Baptism is about obedience.
Baptism is about obedience. In Matt. 28:18-20, Jesus gives three commands: go/make disciples, baptize them, and teach them. The mission Jesus left his disciples with was to share the good news about him with all sorts of people in such a way that some will respond by believing and following Jesus as his disciples. Baptism is linked to being a disciple (or follower) of Jesus.
God designed baptism as a first formal act of discipleship, an opportunity to visibly and publicly obey Jesus. Then the current disciples were supposed to form and train the new disciples in the ways of Jesus. Our mission as Christians is not to get people to come to church. Or to turn dirty people into clean people. Or to get people to vote the way we do.
Our mission is to make disciples who will in turn make disciples. Does this seem difficult or even impossible? There’s good news: right in Matt. 28, Jesus reminded his disciples of his authority and power (vs. 18) through which they would minister and he also reminded them of his presence with them (vs. 20).

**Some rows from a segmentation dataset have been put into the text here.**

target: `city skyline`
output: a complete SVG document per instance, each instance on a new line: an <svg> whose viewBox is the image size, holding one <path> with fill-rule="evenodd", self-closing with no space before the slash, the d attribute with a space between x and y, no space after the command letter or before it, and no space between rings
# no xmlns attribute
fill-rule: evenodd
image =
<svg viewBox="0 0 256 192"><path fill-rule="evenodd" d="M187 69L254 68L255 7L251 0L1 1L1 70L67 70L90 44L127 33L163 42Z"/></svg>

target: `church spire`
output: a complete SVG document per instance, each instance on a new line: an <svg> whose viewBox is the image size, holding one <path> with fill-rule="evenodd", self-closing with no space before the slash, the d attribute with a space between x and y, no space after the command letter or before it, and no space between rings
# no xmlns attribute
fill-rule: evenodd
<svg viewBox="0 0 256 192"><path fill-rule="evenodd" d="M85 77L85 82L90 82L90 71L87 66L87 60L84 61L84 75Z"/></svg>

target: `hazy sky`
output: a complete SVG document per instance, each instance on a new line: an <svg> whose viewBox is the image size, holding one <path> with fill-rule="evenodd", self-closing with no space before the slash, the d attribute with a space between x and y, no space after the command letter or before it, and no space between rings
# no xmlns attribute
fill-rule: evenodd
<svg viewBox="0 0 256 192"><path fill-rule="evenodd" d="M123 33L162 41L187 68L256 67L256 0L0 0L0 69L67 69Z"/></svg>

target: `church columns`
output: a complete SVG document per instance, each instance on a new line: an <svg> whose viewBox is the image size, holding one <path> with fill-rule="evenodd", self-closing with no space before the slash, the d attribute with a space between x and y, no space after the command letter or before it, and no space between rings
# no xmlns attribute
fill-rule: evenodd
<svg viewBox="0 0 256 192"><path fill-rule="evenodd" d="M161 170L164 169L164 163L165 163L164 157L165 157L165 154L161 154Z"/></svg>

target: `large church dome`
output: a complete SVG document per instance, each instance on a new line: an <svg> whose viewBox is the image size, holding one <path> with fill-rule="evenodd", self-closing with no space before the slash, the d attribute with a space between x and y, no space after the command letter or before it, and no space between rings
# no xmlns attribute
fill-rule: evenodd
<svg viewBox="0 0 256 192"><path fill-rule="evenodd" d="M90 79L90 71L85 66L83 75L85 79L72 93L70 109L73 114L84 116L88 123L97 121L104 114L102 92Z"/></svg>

Baptism is about identity.
Baptism is about identity. In Rom. 6, there is a great description of what baptism means. Here Paul describes baptism as identification with Christ in his death and in his resurrection. If we have died to sin and death with Christ, then sin and death are no longer in control of our hearts, our lives, or our destiny. If we have risen from the dead with Christ, there is grace and freedom to serve and obey the Lord. When we are baptized, this theological picture of death and resurrection is vividly acted out for the world to see. In baptism, it is like God is shouting out to anyone who will listen: this is my child who has died to sin and death and who will love and serve and live for me forevermore.
Baptism is about unity.
Baptism is about unity. In Eph. 4, there is an amazing Scripture that talks about the unity of the church. This passage says there is one body, one Spirit, one hope, one Lord, one faith, and one God and Father. I left one thing out! Eph. 4 lumps “one baptism” right in there. This teaching highlights that baptism is not nearly so much about your decision or my decision as it is about the gospel. The good news of Jesus is that all who believe can be united into the church on the basis of Jesus’ life, death, and resurrection. There is no true foundation for the unity of the church outside of Jesus Christ.